When “Unwelcome” Becomes Criminal: Lessons from United States v. Tennyson

The Navy-Marine Corps Court of Criminal Appeals’ recent decision in United States v. Tennyson underscores a reality that senior enlisted members and officers cannot afford to ignore: sexual-harassment allegations under Article 92, UCMJ, often turn on regulatory language, not common-law instincts about severity or harm. The case also illustrates why early, experienced defense representation matters when commands rely on broad policy orders rather than traditional punitive articles.

The Case at a Glance

Gunnery Sergeant Eric Tennyson faced a special court-martial for alleged violations of Article 92, UCMJ, based on Marine Corps Order 5354.1E, the Prohibited Activities and Conduct (PAC) Order. The Government charged him with three specifications of sexual harassment arising from separate workplace incidents during his check-in to a new command in October 2020. The military judge, sitting alone, convicted him of two specifications and acquitted him of a third. The adjudged and approved sentence consisted of a reprimand.
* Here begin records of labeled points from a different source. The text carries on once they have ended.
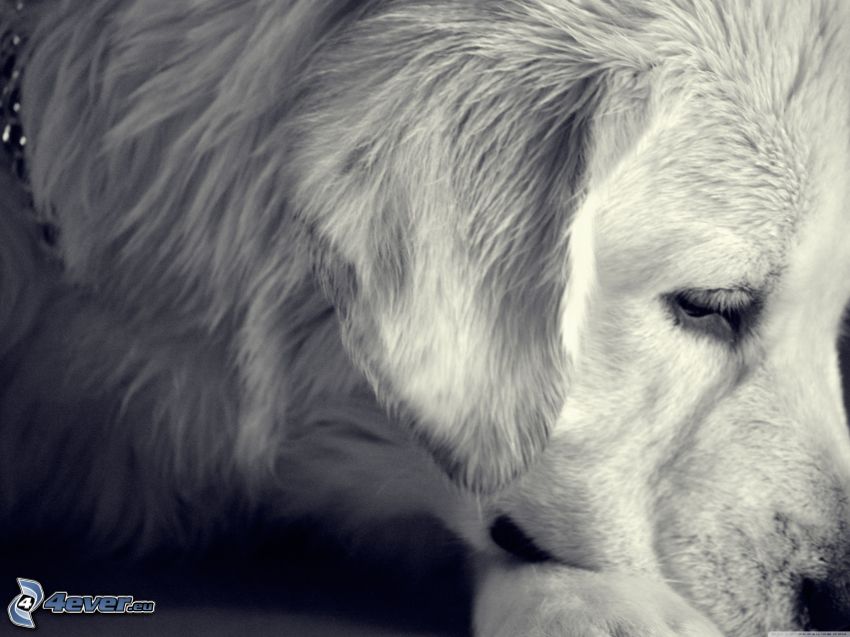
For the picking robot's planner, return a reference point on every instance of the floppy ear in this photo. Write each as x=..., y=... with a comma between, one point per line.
x=436, y=165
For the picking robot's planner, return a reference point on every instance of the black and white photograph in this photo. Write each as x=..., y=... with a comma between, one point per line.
x=425, y=318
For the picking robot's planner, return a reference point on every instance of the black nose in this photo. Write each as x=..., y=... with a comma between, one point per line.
x=828, y=602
On appeal, Tennyson raised four assignments of error, including challenges to legal sufficiency, factual sufficiency, failure to state an offense, and a due-process challenge to mandatory judge-alone special courts-martial. The NMCCA rejected all claims and affirmed the findings and sentence.

Why This Opinion Matters

This case matters because it clarifies how little the Government must prove when it charges sexual harassment as a violation of a general order rather than under a stand-alone punitive article. Paragraph 010502 of the PAC Order defines multiple categories of prohibited conduct. The Government deliberately charged Tennyson under Section C, which prohibits “deliberate or repeated unwelcome verbal comments or gestures of a sexual nature,” so long as there is a nexus to military service. Critically, Section C does not require proof of severity, pervasiveness, or psychological harm.

That charging decision drove the outcome.

On appeal, Tennyson argued—reasonably—that the Government failed to prove a “hostile or offensive work environment” as contemplated by other portions of the PAC Order. The NMCCA rejected the argument as legally irrelevant. Because the Government charged only Section C, it needed to prove only that the comments were deliberate, sexual in nature, and unwelcome. The court emphasized that the PAC Order expressly disclaims any requirement of concrete harm.

For practitioners, the lesson is stark: the charging subsection controls the analysis, not the broader policy document or how a reasonable service member might intuitvely understand “harassment.”

Sufficiency Review Still Has Teeth—but Only if Used Early

The court applied traditional legal- and factual-sufficiency standards. For offenses occurring before 2021, the NMCCA conducted a de novo factual-sufficiency review. Even under that more searching standard, the court credited testimony from junior Marines who described feeling uncomfortable and unable to correct a senior NCO. The court found that power differentials, workplace context, and the absence of welcome were sufficient to sustain the convictions.

Equally important, the court rejected the argument that the specifications failed to state an offense because they did not list the precise words spoken. The NMCCA reiterated long-standing precedent: a specification need not plead evidentiary detail. If an accused wants specifics, the proper remedy is a bill of particulars, not an appellate challenge after conviction.

This procedural point routinely proves decisive. Defense counsel who do not litigate notice issues early—through motions practice—often lose them forever.

How Cave & Freeburg Fits In

Cases like Tennyson sit squarely at the intersection of command policy, criminal law, and workplace dynamics. At Cave & Freeburg, we have handled precisely these issues for service members across the armed forces:

  • Article 92 cases premised on broad regulatory orders, where the real fight centers on interpretation, charging theory, and scope.

  • Sexual-harassment allegations that fall short of assault, but still carry career-ending consequences.

  • Judge-alone special courts-martial, where credibility determinations and careful evidentiary framing matter even more.

  • Pre-trial strategy, including motions to dismiss, bills of particulars, and challenges to overbroad application of policy language.

Tennyson demonstrates how easily a case can pivot on regulatory nuance. A senior enlisted Marine received “only” a reprimand, but the court’s legal principles expose service members to criminal liability for conduct many assume will remain in the administrative realm. That risk makes early consultation with experienced military defense counsel essential.

Final Takeaway

United States v. Tennyson reinforces a simple but often misunderstood point: when commands criminalize conduct through general orders, appellate courts will enforce those orders as written. Intent, welcome, and regulatory subsection selection matter far more than whether the conduct shocks the conscience.

For service members facing similar allegations—or commands navigating these issues—the margin for error is thin. At Cave & Freeburg, we understand that margin, because we have litigated it.